3. formula for the radon transform

Radon transform is an integral trasform which is considered as sum of intensities of pixels in each direction.

Given objective function $f(x,y)$, change the coordinate system with $xcos\theta + sin\theta = p$ and $-xsin\theta + ycos\theta = q$

Radon thranform is: \(P(p, \theta) = R{f(x,y)} = \int_Lf(x,y)dl = \int_{-\infty}^{\infty}f(pcos\theta-qsin\theta, psin\theta+qcos\theta)dq\)

Radon Transform

4. schematic diagram describing backprojection

5. how filtered backprojection differs

​ Use filter to limit the spacial frequency that we want to see in image. e.g. filter out low frequencies to avoid blurring.

MRI

1. The difference between MRI and X-Ray or CT

  • MRI combines external and internal sources, it uses an external mechanism (radio waves) to excite atomic nuclei that rotate in a magnetic field (resonance). When the atomic nuclei return to their previous energy level, radio waves are emitted (internal) that can be measured.
  • provides high-resolution images with excellent soft -tissue contrast superior to X-ray & CT because of the underlying physics of the imaging process
  • contrast in the MRI signal is based on the difference of hydrogen protons in the tissue and physiological structures
  • can image anatomical structures as well as biochemical properties based on physiological function, including blood flow and oxygenation
  • MRI is harmless as it does not use ionizing radiation, in contrast to ordinary X-ray or computer tomography
  • BUT patients with magnetic metal in the body or a pacemaker cannot be examined with MRI due to the strong magnetic field, and patients with claustrophobia may have difficulties undergoing MRI.
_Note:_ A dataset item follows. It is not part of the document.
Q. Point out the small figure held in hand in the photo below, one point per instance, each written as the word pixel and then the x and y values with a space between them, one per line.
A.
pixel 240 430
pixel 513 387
2. Different types of MRI images

  • structural MRI (e.g. T1-, T2-weighted images)

    white part - white matter in the brain

    grey part - cortical ribbon where all neural neuralons are located

    black part - ventricles

  • functional MRI (fMRI)

    reflects blood oxygenation levels. Some brain activity going on there

3. Basic Physics

MRI uses the nuclear magnetic resonance (NMR) property of the matter of the object

  • Nuclear Magnetic Resonance (NMR): the nuclei spins in in a strong constant magnetic field. When an additional oscillating magnetic field is added, the nuclei is disturbed. Then remove the additional filed, we ca capture the energy released by the nuclei in the process of returning back to the original state. Finally we get NR signals which can help distinguish different tissues.
  • When the object is placed into the MR scanner and this causes the nuclei to align with the magnetic field. The nuclei process about the field at similar frequencies, but at a random phase with respect to each other. This causes net longitudinal magnetization in the direction of field. So within a slice, a radio frequency (RF) pulse is used to align the phase and tip over the nuclei, which causes the longitudinal magnetization to decrease and establishes a new transversal magnetization. After the RF pulse is removed, the system seeks to return to eguilibrium. The transverse magnetization disappears, and the longitudinal magnetization grows back to its original size. During this process of returning to the equilibrium, a signal is created that can be used to construct the image.